Can you explain these home remedies? You sprinkle grits, cornmeal, and talc in your house, where the ants are cruising around? And how does that work? Ants don't like southern cooking, or powdered feet?


----------



## Sammy

My apologies Ya'll dont have instant grits up there. 

But the theory is quite simple... Ants are exo-skeletons and dont digest grains well. [or at all] So eating the the grits or cornmeal leads to their early demise. 

And as I understand it their main function in life is to feed the queen of the colony which means they carry it back to her. Once she is gone they give up. Same as most ant baits advertise. 

The talcum powder I have heard is abrasive to their skeletons. Dunno why.... 

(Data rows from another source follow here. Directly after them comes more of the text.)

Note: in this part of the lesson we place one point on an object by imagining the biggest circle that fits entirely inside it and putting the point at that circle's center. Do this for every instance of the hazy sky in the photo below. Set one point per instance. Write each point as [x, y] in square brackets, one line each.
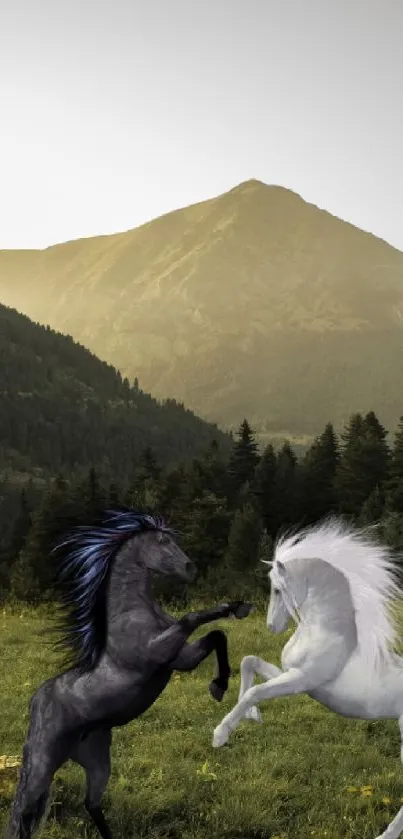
[113, 112]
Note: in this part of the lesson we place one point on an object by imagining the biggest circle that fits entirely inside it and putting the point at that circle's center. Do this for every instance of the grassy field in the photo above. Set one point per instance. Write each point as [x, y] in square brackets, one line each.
[305, 773]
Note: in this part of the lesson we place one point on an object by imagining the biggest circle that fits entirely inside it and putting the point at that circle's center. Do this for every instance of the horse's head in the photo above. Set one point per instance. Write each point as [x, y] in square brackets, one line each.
[161, 554]
[288, 592]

I just checked where I had 200 ants last night.... Four ants moving and a bunch of non-moving ants that need to be swept up.


----------



## NateHanson

Wow. 200 ants eh? You've got me beat there. I'll bet you've got those freaky big-ass roachy-lookin' bugs down there too. Turns out there IS an up-side to the 6-week growing season up here - the bugs can't manage to get too big or plentiful. 

Thanks for the tip. I'll try some corn meal and talc.


----------



## Sammy

Make sure to treat the outside of the house too.. There is always a reason why they are coming in... Food, water etc.. The Hot Shot Max Attrax bait traps seem to work well also. I think ya'll can use oatmeal in place of the grits. I just like using the homemade stuff inside since its less toxic around the kids and pets.


----------



## keyser soze

I can't remember what it's called (sorry) but I bought some gel once that worked VERY well. We had big ants in our camper. I put down about three drops of this stuff on Sunday, ants everywhere, maybe 50 or 75? Hard to tell. Come Friday, no more ants for the rest of the summer. I think I got it at wally world or the grocery store. Mainly clear gel with a yellowish tint to it. 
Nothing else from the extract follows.